What makes a good translation?
Simply put, a good translation is when you don’t realise that you’re reading a translation. But to achieve this is nowhere near as easy as it sounds.
In order to convey the written message in its full depth and breadth, appropriate for the target audience in another language and culture, I have to navigate through a maze of terminology, syntax and grammatical rules, linguistic and cultural conventions, explicit and implicit messages and intentions.
Cultural and linguistic systems are never a like-for-like match, so translating sentences or expressions word for word is unlikely to give you a good result. Some elements of the source text are essential and should be kept as close to the original as possible, others are merely stylistic devices of the source language and need to be adapted or even omitted completely, as they would only disrupt the natural flow of the text in the target language. The real skill of a translator lies in knowing which is which.
“I think you’ve got it spot on. Thank you also
for your notes, which were helpful. I do like
the thoroughness of your approach!”
(Nick Rosenthal, owner of Salford Translations Ltd.)
Knowing the language is only the first step
Fluency in the source and target languages is of course a fundamental prerequisite for delivering a good translation. But this alone is not enough.
- Comprehensive general knowledge in both the source and target cultures is essential in order to pick up cultural references in the source text and relay these to the intended target audience – also bearing in mind that what can be assumed as general knowledge may vary significantly from one country to another.
- A good grasp of the subject matter is particularly important when translating a technical text in a specialist field – and this goes much further than just knowing the terminology.
- The translator also needs to be familiar with conventions of style and register that enable the reader to place the text in the correct context and ensure clarity and readability.
Especially for technical texts it is therefore advisable to use a translator with a good grounding in the subject. I continually strive to further my linguistic and cultural knowledge and am keeping abreast of the latest developments in my specialist fields.
My specialist subjects are:
- Chemistry and chemical industry
- Environment and environmental technologies
- Health & safety
Unless agreed otherwise with the client, all my translations are checked by another translator as a matter of course. This is an essential part of my quality control process and recommended good practice in line with industry standards.

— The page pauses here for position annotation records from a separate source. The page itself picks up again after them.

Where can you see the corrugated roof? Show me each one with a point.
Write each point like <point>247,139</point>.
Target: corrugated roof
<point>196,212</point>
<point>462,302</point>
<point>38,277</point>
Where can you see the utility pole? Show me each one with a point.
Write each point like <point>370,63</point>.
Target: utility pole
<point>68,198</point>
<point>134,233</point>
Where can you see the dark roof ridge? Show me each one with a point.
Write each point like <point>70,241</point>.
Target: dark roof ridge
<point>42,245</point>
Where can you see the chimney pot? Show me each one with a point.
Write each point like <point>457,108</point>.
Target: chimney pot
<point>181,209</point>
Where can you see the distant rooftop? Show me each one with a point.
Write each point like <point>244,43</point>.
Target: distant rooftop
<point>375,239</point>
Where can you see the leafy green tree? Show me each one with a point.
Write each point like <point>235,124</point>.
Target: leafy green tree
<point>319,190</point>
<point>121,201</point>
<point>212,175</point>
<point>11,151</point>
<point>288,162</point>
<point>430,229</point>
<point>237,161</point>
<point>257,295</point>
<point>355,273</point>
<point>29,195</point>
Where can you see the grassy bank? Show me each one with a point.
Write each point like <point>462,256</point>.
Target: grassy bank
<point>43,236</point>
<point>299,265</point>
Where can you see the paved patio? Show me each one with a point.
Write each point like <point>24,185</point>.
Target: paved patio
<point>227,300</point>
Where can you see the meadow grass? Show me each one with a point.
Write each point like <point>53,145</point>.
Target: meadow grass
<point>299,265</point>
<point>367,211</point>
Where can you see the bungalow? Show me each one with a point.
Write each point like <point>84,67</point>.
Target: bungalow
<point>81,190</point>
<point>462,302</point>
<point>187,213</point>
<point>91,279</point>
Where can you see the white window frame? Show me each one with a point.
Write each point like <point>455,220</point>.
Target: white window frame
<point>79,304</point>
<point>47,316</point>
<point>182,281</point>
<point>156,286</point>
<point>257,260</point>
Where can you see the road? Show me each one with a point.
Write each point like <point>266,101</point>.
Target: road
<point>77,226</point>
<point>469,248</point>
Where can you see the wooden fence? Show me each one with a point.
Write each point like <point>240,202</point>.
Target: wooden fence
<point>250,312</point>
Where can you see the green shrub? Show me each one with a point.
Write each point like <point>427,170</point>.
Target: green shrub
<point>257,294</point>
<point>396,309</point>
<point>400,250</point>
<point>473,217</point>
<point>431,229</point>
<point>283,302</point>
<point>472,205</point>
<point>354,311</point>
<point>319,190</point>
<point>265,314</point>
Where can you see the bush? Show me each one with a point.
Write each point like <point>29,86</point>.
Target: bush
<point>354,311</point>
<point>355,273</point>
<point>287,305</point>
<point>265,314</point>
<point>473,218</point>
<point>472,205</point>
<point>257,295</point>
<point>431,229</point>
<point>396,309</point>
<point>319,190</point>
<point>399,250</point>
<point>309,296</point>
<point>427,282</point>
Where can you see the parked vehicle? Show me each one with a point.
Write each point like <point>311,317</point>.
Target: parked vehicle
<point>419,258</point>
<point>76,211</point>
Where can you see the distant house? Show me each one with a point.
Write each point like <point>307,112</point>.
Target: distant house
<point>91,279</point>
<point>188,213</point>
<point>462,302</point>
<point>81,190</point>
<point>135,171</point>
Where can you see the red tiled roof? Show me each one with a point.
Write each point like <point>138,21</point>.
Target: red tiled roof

What you can do to help ensure a high-quality translation
As a translation client there are a number of things you can do to help:
- If your company has an in-house Style Guide or Tone of Voice guidelines or maintains mono- or multilingual glossaries to ensure consistency of terminology, then please make sure you include them with the texts to be translated.
- Please include as much relevant background or contextual information as possible with your translation brief. This includes any visuals, diagrams or other information that will accompany the text in its final form.
- It is also helpful to have a dedicated in-house contact for terminology or specific technical queries.
- I welcome your feedback, whether in the form of praise or constructive criticism. It’s the best way to make sure my translations hit the mark every time.
The UK’s Institute of Translation and Interpreting has published a Guide for Translation Buyers full of useful tips and advice on how to avoid unpleasant surprises when sourcing and buying language services.
Finally, one very important request: I appreciate that things don’t always go as planned. But please do try to allow sufficient time for the translation. Translating is not simply a matter of “typing it in another language”. In fact, a high-quality translation can take as much time, thought and careful crafting as it takes to write original copy. So, please make sure your schedule allows for this.